Petra Träg im Interview mit Institutional Money
Anlageziel ist, Kapital zu erhalten
Um die Aspekte des Vermögensmanagements ging es in einem Interview, um das die Zeitschrift Institutional Money gebeten hatte. Petra Träg von der Geschäftsführung nutzte die Gelegenheit gerne, die Anlagestrategie der SOS-Kinderdorf-Stiftung zu erläutern. Gesunder Menschenverstand und eine gute Struktur sind die Basis. Ziel ist, das Kapital zu erhalten. Die SOS-Kinderdorf-Stiftung will und muss Erträge erwirtschaften, die dem Satzungszweck dienen: Die SOS-Kinderdorf-Arbeit zu unterstützen.
Wie sehen Ihre Anlagerichtlinien aus?
Mindestens 75 Prozent des Vermögens werden festverzinslich und in Rentenpapiere angelegt, um einen planbaren Ertrag zu erzielen. Das restliche Viertel streuen wir in Sachwertanlagen, Aktien und Aktienfonds. Immobilien, die zum Beispiel per Testament an die Stiftung vererbt werden, werden direkt in das Vermögen integriert. Anhand einer Benchmark überprüfen wir natürlich, dass die Anlagen im gewünschten Rahmen liegen.
Wer ist für die Anlagestrategie zuständig?
Die Entscheidung obliegt dem dreiköpfigen, ehrenamtlichen Vorstand der SOS-Kinderdorf-Stiftung, Elke Tesarczyk, Dr. Kay Vorwerk und Dr. Rupert Schreiner. Auf Basis meiner Erfahrungen im Tagesgeschäft beraten wir uns und der Vorstand beschließt die durchzuführenden Maßnahmen.

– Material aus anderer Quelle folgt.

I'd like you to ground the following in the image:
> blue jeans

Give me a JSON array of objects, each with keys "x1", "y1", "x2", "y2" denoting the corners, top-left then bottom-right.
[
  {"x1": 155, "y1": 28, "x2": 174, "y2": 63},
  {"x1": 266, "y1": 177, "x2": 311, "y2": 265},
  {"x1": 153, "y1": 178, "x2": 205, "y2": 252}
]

Haben Sie eine externe Consultingfirma beauftragt?
Das Kerngeschäft von SOS-Kinderdorf ist, benachteiligten Kindern zu helfen. So wollten wir von Anfang an sicher gehen, dass sich Menschen um das Stiftungsvermögen kümmern, die Experten auf diesem Gebiet sind, weil sie sich den ganzen Tag damit beschäftigen. Aus diesem Grund haben wir mehrere Bankverbindungen und damit -partner und arbeiten zum Beispiel auch mit der SK Vermögensverwaltung zusammen.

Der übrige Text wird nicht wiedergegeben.